Вечером того же дня собираясь к ужину, в разве что не ставший ему уже родным докторский особняк, Чичиков отдавал помогавшему ему со сборами Петрушке строгие указания – быть начеку и никого из посторонних в комнаты не пускать, а во первую голову Ноздрёва, который по мнению Павла Ивановича вполне был способен сделать в его отсутствие ревизию всем его бумагам, и, конечно же, замечательной, со штучными выкладками шкатулке, хранящей в своём чреве немало важных и заманчивых тайн. Но в конце—концов бумаги в коих нынче сосредоточена была вся будущность, вся судьба Ноздрёва решил взять он с собою, резонно полагая, что так они, в случае чего, останутся целы, и, пригрозивши на прощание Петрушке спустить с того шкуру, ежели что, сунул серый конверт во внутренний карман своего сертука, и отправился к ужину.

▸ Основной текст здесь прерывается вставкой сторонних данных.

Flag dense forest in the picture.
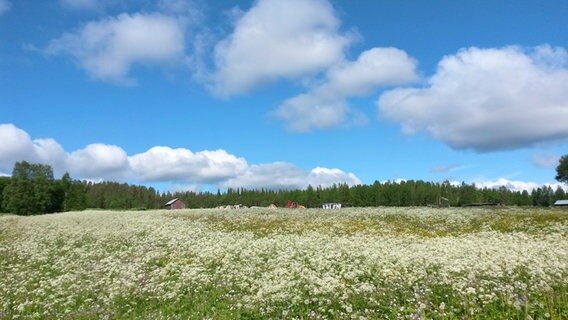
[0,161,566,215]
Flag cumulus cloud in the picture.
[66,143,128,180]
[45,13,185,84]
[432,164,467,173]
[129,147,248,183]
[0,124,361,191]
[378,45,568,152]
[274,48,418,131]
[212,0,350,96]
[0,124,65,171]
[60,0,96,10]
[532,153,560,169]
[0,0,12,16]
[221,162,361,189]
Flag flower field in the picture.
[0,208,568,319]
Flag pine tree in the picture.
[3,161,53,215]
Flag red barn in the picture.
[166,198,185,210]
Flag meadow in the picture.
[0,208,568,319]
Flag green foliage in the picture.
[556,155,568,184]
[3,161,54,215]
[0,177,11,212]
[0,161,86,215]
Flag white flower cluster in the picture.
[0,208,568,319]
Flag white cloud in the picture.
[274,48,418,131]
[307,167,362,187]
[221,162,361,189]
[66,143,128,180]
[46,13,185,84]
[60,0,96,10]
[532,153,560,169]
[378,46,568,152]
[0,124,65,171]
[128,147,247,183]
[0,0,12,16]
[432,164,467,173]
[0,124,361,191]
[212,0,350,96]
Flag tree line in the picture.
[0,161,567,215]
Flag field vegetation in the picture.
[0,208,568,319]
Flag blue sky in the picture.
[0,0,568,190]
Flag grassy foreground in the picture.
[0,208,568,319]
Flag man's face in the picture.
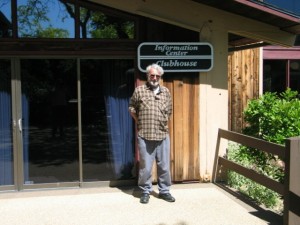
[147,68,161,88]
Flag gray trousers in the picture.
[138,135,171,194]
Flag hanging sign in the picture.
[138,42,213,72]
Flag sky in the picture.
[263,0,300,16]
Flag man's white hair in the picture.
[146,63,164,76]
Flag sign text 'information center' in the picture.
[138,42,213,72]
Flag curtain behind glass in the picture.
[103,60,135,179]
[0,60,13,185]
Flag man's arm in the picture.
[129,111,137,123]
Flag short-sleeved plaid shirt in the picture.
[129,84,172,141]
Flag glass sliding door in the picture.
[80,59,135,182]
[0,59,14,186]
[20,59,79,184]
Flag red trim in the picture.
[234,0,300,23]
[263,46,300,59]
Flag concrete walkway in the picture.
[0,183,282,225]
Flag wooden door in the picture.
[163,73,200,182]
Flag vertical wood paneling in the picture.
[164,74,200,182]
[228,48,259,132]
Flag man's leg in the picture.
[138,136,155,194]
[156,136,175,202]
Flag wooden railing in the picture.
[213,129,300,225]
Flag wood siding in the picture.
[164,74,200,182]
[228,48,259,132]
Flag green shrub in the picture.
[228,89,300,210]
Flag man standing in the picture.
[129,64,175,204]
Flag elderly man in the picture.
[129,64,175,204]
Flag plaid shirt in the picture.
[129,84,172,141]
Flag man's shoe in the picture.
[140,193,150,204]
[158,193,175,202]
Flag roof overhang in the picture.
[192,0,300,51]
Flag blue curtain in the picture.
[22,94,29,183]
[103,60,135,179]
[0,60,13,185]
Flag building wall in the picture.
[93,0,295,180]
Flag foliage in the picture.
[228,89,300,212]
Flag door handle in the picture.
[18,119,22,132]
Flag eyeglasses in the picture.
[150,74,161,79]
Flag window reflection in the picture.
[80,7,134,39]
[0,0,12,38]
[17,0,75,38]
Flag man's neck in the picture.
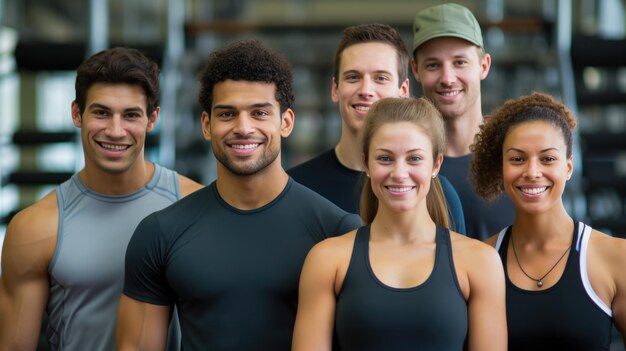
[335,128,363,171]
[445,113,483,157]
[217,158,289,210]
[78,161,155,196]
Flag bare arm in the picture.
[292,238,344,351]
[590,234,626,348]
[465,244,507,351]
[178,175,204,197]
[115,295,171,351]
[0,193,58,350]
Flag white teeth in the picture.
[521,186,547,195]
[388,186,413,193]
[231,144,259,150]
[100,143,128,151]
[441,90,461,96]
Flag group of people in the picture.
[0,4,626,351]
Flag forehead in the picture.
[416,37,480,60]
[212,80,278,108]
[504,121,565,147]
[371,122,432,149]
[340,42,398,73]
[85,82,148,108]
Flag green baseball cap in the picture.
[413,3,483,53]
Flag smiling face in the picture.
[72,83,159,174]
[367,122,441,212]
[502,121,573,213]
[202,80,294,176]
[332,42,409,134]
[411,37,491,119]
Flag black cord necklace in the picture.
[511,233,572,288]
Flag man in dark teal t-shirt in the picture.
[117,40,360,350]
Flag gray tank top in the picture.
[46,164,180,351]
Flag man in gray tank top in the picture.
[0,48,201,351]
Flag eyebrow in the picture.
[87,102,143,113]
[506,147,559,154]
[375,147,426,154]
[213,102,274,110]
[341,69,392,76]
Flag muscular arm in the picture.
[115,295,171,351]
[463,242,507,351]
[292,239,344,351]
[0,193,58,350]
[589,234,626,348]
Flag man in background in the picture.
[411,4,515,240]
[287,23,465,234]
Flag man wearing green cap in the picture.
[411,4,514,240]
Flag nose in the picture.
[359,78,373,97]
[233,113,254,135]
[105,115,126,139]
[441,65,456,86]
[524,159,542,179]
[391,162,409,180]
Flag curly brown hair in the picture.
[198,39,294,113]
[470,92,576,201]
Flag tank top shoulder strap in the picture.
[431,226,463,297]
[496,226,511,252]
[574,222,613,317]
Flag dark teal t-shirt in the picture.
[124,179,361,350]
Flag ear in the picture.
[567,156,574,180]
[280,108,296,138]
[330,77,339,103]
[147,106,161,133]
[400,78,409,97]
[480,53,491,80]
[201,111,211,141]
[433,154,443,175]
[71,100,83,128]
[361,153,370,176]
[411,57,420,82]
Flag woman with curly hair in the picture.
[293,98,506,351]
[471,93,626,351]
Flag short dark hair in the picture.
[470,92,576,200]
[75,47,161,114]
[198,39,294,113]
[333,23,409,85]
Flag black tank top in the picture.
[335,226,468,351]
[498,223,612,351]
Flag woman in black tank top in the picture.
[293,98,506,351]
[471,93,626,350]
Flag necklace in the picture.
[511,233,572,288]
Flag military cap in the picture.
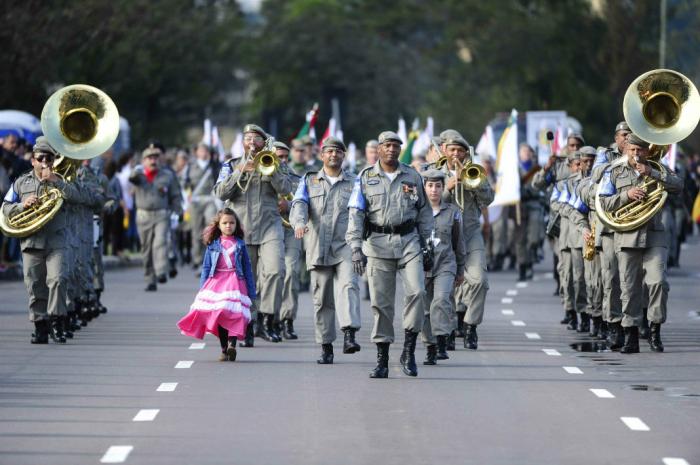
[420,168,445,183]
[33,136,58,157]
[378,131,403,144]
[243,124,268,139]
[615,121,632,134]
[579,145,598,158]
[321,136,348,152]
[566,132,586,144]
[625,132,649,147]
[272,140,289,152]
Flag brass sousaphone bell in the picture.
[0,84,119,237]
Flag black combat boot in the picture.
[423,344,437,365]
[241,321,255,347]
[31,320,49,344]
[49,316,66,344]
[399,329,418,376]
[436,334,450,360]
[282,318,299,340]
[464,325,479,350]
[576,312,591,333]
[369,342,389,378]
[261,313,280,342]
[649,323,664,352]
[588,316,603,338]
[341,326,360,354]
[620,326,639,354]
[639,314,649,339]
[316,344,333,365]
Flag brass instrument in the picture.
[595,69,700,231]
[0,84,119,237]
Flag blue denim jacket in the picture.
[199,238,257,300]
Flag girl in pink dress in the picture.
[177,208,255,362]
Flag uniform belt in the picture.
[369,220,416,236]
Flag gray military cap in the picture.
[579,145,598,158]
[377,131,403,144]
[32,136,58,157]
[625,132,649,147]
[321,136,348,152]
[615,121,632,134]
[420,168,445,183]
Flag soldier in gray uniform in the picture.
[440,129,495,350]
[290,137,361,364]
[600,134,683,354]
[421,168,466,365]
[183,144,219,268]
[129,142,182,291]
[214,124,291,347]
[274,141,301,340]
[345,131,434,378]
[2,136,78,344]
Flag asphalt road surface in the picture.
[0,238,700,465]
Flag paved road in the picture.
[0,239,700,465]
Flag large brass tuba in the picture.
[595,69,700,231]
[0,84,119,237]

Надобно сказать что ужин сей не отличался ничем примечательным. Наталья Петровна так и не вышла к собравшимся в гостиной зале старцам, коим было объявлено, что она часом ранее отправилась с визитом к своей модистке, и верно уж воротится нескоро.

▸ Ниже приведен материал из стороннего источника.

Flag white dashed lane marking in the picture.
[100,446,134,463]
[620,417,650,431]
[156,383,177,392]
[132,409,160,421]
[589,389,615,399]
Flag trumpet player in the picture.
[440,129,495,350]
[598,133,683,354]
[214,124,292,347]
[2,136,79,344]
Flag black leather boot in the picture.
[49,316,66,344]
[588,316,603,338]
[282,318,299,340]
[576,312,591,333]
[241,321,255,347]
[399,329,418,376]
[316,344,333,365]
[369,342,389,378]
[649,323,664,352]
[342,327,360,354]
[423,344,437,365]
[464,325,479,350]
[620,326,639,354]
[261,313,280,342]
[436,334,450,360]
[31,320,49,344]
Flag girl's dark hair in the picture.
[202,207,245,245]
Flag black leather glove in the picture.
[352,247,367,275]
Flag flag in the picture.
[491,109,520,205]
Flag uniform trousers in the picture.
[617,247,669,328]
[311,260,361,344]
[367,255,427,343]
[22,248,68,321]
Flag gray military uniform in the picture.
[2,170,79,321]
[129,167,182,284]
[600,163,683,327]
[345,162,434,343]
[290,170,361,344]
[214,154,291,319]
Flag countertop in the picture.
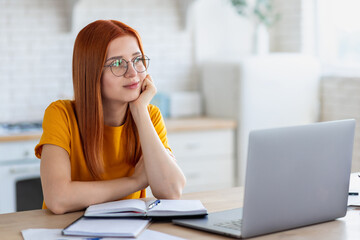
[0,117,236,142]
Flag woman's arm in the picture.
[130,76,186,199]
[40,144,148,214]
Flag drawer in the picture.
[0,140,39,162]
[168,129,235,158]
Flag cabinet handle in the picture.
[186,143,200,149]
[185,173,200,180]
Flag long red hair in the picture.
[72,20,144,179]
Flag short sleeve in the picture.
[35,101,71,158]
[149,104,171,151]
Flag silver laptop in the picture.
[173,119,355,238]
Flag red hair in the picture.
[72,20,144,179]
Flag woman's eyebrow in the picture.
[105,52,141,62]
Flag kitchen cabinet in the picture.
[166,118,235,192]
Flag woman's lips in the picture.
[124,82,139,89]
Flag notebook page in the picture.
[146,199,206,213]
[85,199,146,215]
[64,218,150,237]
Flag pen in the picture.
[148,199,160,209]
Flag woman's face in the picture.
[101,35,147,103]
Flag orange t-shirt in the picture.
[35,100,171,208]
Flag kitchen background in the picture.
[0,0,360,213]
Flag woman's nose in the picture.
[125,62,137,77]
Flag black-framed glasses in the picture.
[104,55,150,77]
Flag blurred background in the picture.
[0,0,360,213]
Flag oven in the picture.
[0,126,43,213]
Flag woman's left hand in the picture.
[130,74,157,112]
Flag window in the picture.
[316,0,360,76]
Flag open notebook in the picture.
[61,217,150,239]
[84,199,207,218]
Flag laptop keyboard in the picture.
[214,218,242,231]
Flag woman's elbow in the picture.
[46,201,67,215]
[44,191,69,214]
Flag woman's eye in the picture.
[134,57,142,63]
[113,60,121,67]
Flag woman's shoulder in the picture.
[148,104,160,113]
[47,100,74,112]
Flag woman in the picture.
[35,20,185,214]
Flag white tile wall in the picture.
[0,0,197,123]
[320,77,360,172]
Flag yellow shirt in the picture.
[35,100,171,208]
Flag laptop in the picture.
[173,119,355,238]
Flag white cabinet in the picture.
[168,129,235,192]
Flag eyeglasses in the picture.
[104,55,150,77]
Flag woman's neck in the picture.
[103,102,129,127]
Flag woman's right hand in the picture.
[131,156,149,189]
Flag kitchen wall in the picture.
[320,77,360,172]
[0,0,197,123]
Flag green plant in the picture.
[230,0,280,27]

«Знаем мы, к каковой она отправилась модистке…», — думал Чичиков, поглядывая украдкою на Ивана Даниловича, в котором однако не было заметно никаких перемен, из чего Павел Иванович заключил, что бедняга доктор всё ещё находился в абсолютном неведении в отношении давешнего освобождения ненавистного Ноздрёва. Поэтому несколько успокоившись на сей счёт, решил наш герой продолжить свои искания в отношении заклада приобретённых им «мёртвых душ», те, что в связи с переполохом возникнувшем в последние дни из—за фигуры Ноздрёва, были им словно бы отчасти заброшены. Теперь он то уж знал наверняка, что при «правильном повороте дел», возможно было получить за ревизскую душу втрое более обычного, но в наше просвещённое время кажется и дитя ведает о том, что для «правильного поворота дел» надобно и знаться с «правильными людьми» – иначе никакого толку не будет. Вот потому—то и решился Чичиков искать протекции у того самого ветхого старичка в тёмно—синем фраке, что успел тем достопамятным вечером побывать в пленниках у Ноздрёва, и посему, конечно же, как и прочие гости Ивана Даниловича по понятным причинам, весьма благоволил Павлу Ивановичу.

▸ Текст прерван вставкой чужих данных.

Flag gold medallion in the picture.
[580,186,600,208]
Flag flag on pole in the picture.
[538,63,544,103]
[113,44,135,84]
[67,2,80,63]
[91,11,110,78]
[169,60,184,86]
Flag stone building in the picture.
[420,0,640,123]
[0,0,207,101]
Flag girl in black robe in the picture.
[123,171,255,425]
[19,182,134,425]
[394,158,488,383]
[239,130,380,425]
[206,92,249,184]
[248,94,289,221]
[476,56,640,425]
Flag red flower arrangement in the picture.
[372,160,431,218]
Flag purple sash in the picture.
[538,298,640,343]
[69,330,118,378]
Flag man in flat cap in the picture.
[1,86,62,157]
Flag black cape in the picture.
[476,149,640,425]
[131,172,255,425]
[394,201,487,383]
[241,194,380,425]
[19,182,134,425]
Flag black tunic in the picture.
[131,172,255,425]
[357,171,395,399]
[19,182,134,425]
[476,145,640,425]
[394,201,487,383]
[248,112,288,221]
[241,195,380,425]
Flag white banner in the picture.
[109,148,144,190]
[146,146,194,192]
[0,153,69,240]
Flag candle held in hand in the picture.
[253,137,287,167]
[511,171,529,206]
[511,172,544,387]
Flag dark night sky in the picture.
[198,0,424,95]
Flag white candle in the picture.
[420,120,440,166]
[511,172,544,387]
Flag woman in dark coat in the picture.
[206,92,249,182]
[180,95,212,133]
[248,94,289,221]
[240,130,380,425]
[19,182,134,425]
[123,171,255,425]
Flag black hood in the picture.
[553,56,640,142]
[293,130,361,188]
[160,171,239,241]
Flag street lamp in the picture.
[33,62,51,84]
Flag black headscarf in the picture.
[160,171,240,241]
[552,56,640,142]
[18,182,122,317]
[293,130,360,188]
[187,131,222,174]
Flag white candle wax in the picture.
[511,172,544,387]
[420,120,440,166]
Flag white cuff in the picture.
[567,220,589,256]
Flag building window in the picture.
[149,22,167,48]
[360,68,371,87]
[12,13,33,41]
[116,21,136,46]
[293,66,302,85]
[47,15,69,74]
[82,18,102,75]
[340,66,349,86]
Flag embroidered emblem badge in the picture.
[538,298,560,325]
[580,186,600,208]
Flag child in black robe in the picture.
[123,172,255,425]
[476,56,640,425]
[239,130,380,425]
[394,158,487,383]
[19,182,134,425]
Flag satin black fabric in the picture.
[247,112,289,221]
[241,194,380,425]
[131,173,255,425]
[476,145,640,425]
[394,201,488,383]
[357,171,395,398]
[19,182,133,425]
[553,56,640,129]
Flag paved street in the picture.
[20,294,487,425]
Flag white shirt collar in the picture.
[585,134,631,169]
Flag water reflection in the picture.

Старичок сей, прозывавшийся попросту — Николаем Николаевичем, на самом же деле был особою весьма непростою, потому как служил прежде начальником канцелярии «Думской Ревизионной Комиссии» и безо всякого сомнения мог помочь Павлу Ивановичу явиться, куда тому было потребно, не простым просителем с улицы, а вроде бы как и «своим человечком». Вот посему—то, не откладывая дела в долгий ящик, Павел Иванович и подступил к означенному старцу со всеми теми любезностями да приветственными словами, на которые, как мы с вами, дорогие мои читатели, знаем, всегда был горазд. Не размениваясь на обиняки, он сразу же приступил к самоей сути того разговора, который, по совести сказать, и был главною причиною нынешнего его визита, а Николай Николаевич слушая излагаемую Чичиковым просьбу, принялся делать некие знаки лицом, те, что должны были означать безусловное понимание им рассказанного Павлом Ивановичем предмета. По окончании сделанной Чичиковым просьбы, он возвёл очи своя к потолку, что, конечно же, свидетельствовало о глубоких размышлениях, в которые погрузился сей могучий ум, после чего уже, переведя взгляд вновь на Павла Ивановича, сказал, прошамкавши беззубым ртом:
— Дело сие не то, чтобы совсем уж невозможное, а скорее чрезвычайно хлопотное, голубчик вы мой. Да и что вам было не обратиться напрямую в ваш Губернский Поземельный Банк? Пошто было отправляться в таковую даль – в Петербург, за тридевять земель?
На что Чичиков, вовсе не бывший расположенным раскрывать кому бы то ни было истинные рычаги и пружины создаваемого им предприятия отвечал, прикинувшись воплощённою простотою, что рассчитывал здесь в столице произвесть сей заклад через Опекунский Совет для той цели, чтобы сумма заклада была повыше, а проценты насколько возможно ниже.